Conforme informado pelo portal TMZ, a defesa do profissional acredita que, se classificado como fornecedor de cetamina, sua pena pode ser diminuída para 30 meses de prisão. Se for considerado administrador da dose do medicamento, as consequências legais seriam mais severas, aumentando sua culpabilidade.
A defesa de Plasencia argumenta que ele deve ser tratado como um traficante em si, e não como um profissional de saúde que administrou um medicamento que acabou resultando na morte de Perry.

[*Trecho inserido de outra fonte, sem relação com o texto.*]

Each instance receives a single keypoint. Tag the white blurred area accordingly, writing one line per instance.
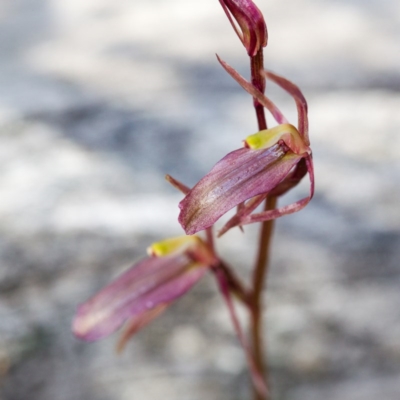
(99, 99)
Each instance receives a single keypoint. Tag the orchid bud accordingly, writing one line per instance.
(142, 292)
(252, 30)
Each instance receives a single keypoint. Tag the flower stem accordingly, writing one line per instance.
(261, 266)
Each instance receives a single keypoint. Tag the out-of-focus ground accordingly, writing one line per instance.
(99, 99)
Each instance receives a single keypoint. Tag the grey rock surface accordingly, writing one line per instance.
(98, 100)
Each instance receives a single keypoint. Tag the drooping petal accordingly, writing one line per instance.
(253, 32)
(301, 103)
(285, 210)
(240, 175)
(152, 282)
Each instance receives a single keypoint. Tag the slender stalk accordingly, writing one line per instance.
(261, 266)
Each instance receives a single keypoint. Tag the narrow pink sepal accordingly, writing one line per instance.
(285, 210)
(239, 176)
(253, 34)
(255, 373)
(148, 284)
(251, 89)
(301, 103)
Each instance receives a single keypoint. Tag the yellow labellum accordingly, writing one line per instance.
(172, 245)
(286, 132)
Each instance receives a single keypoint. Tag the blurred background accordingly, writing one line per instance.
(99, 99)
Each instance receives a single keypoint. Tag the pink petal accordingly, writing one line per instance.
(240, 175)
(151, 282)
(299, 98)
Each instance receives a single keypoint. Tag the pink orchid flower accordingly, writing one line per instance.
(271, 163)
(145, 290)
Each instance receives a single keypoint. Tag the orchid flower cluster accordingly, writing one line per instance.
(270, 163)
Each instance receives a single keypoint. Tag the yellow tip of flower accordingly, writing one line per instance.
(269, 137)
(172, 245)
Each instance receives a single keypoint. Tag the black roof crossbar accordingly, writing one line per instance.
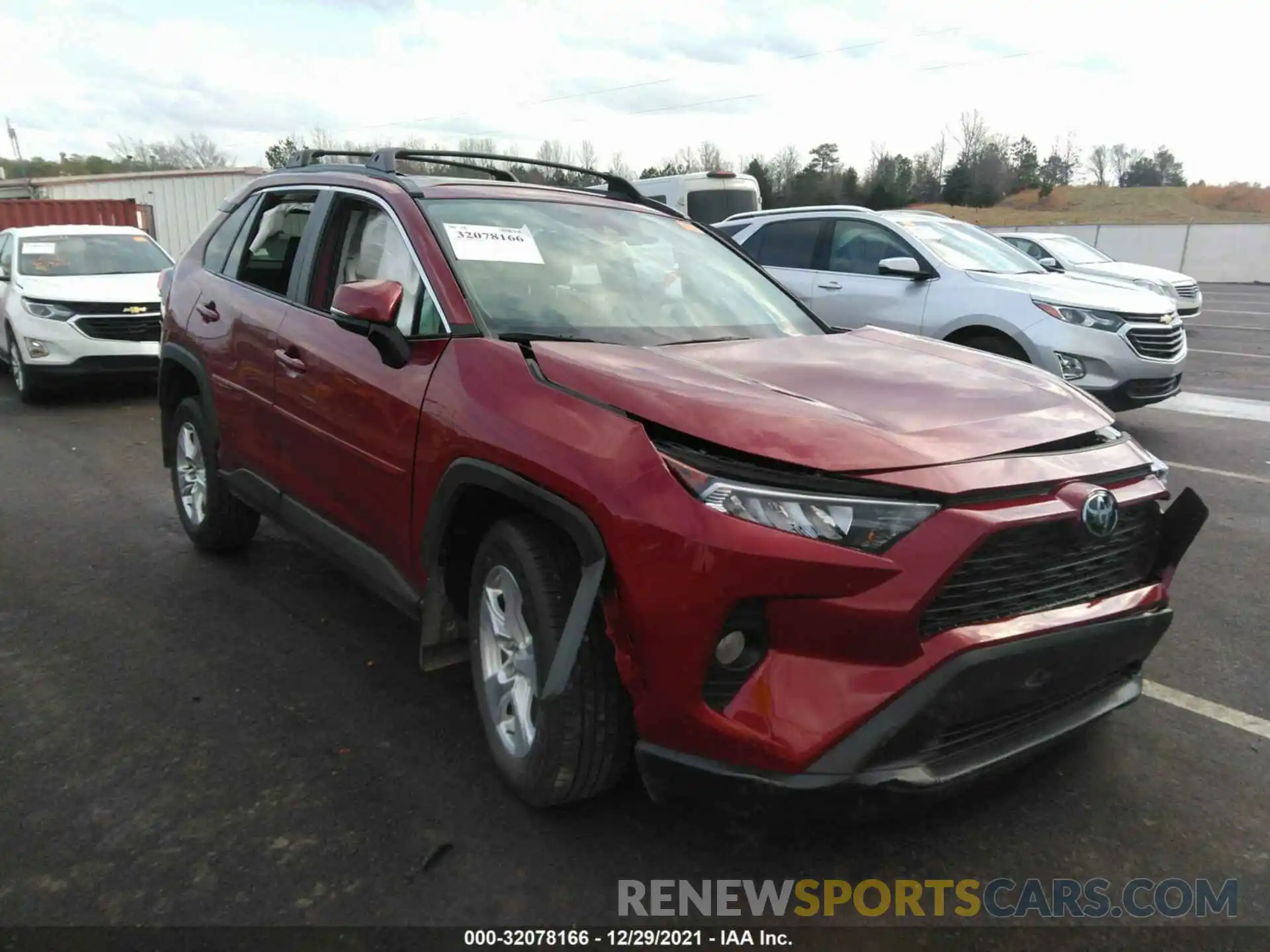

A judicialização dessa questão levanta importantes discussões sobre o papel dos médicos e suas responsabilidades na prescrição e administração de substâncias controladas.
A luta de Matthew Perry contra o vício
Matthew Perry não era apenas um dos protagonistas de uma das séries de comédia mais amadas do mundo; ele também enfrentou uma longa batalha contra o vício em drogas. Em seu livro “Friends, Lovers, and the Big Terrible Thing: A Memoir”, lançado no final de 2022, ele discutiu abertamente suas experiências com dependência química.
O ator revelou que a gravidade de seu vício o levou a uma situação crítica em que quase perdeu a vida. Aos 49 anos, ele enfrentou uma emergência médica ao ter seu cólon rompido pelo uso excessivo de opioides, potentes analgésicos que podem causar dependência. Médicos diagnosticaram suas chances de sobrevivência em apenas 2% após a grave complicação, e ele passou duas semanas em coma, seguido de uma internação de cinco meses no hospital.
Durante esse tempo, Perry foi submetido a 14 cirurgias para reparar os danos que havia sofrido, um testemunho da gravidade de sua luta contra o vício. Ele refletiu sobre o quanto a fama e a pressão associada ao sucesso contribuíram para sua batalha. Até mesmo enquanto atuava em “Friends”, ele lutava contra seu vício, chegando a consumir altas doses de medicamentos enquanto se preparava para seus papéis.
Os desafios de um artista em recuperação
As dificuldades que Matthew Perry enfrentou enquanto trabalhava na série “Friends” são um exemplo real dos desafios que muitos artistas enfrentam. Ele descreveu como, em meio às gravações e à necessidade de decorar roteiros, lutava contra a compulsão por substâncias que acabaram dominando sua vida.
Ele participou de tratamento em clínicas de reabilitação por 15 vezes, buscando conseguir se livrar do vício. Essa jornada complicada, marcada por tentativas e fracassos, é retratada de forma crua e honesta em sua autobiografia. Perry desejava não ser lembrado apenas por seu papel icônico como Chandler Bing, mas sim como alguém que lutou bravamente contra suas dificuldades.
A morte do ator, que ocorreu em sua casa em Los Angeles, dentro de uma banheira, trouxe à tona a urgência e a necessidade de discussões sobre vícios e como lidar com eles. O legado de Perry agora não é apenas sobre suas conquistas como ator, mas também sobre sua luta por recuperação e os desafios que muitos enfrentam.
Matthew Perry não queria ser lembrado apenas por “Friends”; entenda
A história de Matthew Perry é uma forte lembrança do impacto que as substâncias podem ter na saúde mental e física, não só no caso de celebridades, mas de qualquer pessoa. O debate sobre a responsabilidade na administração de medicamentos controlados e o papel dos profissionais de saúde nessa narrativa continua a ser um tópico relevante e totalmente necessário, agora mais do que nunca.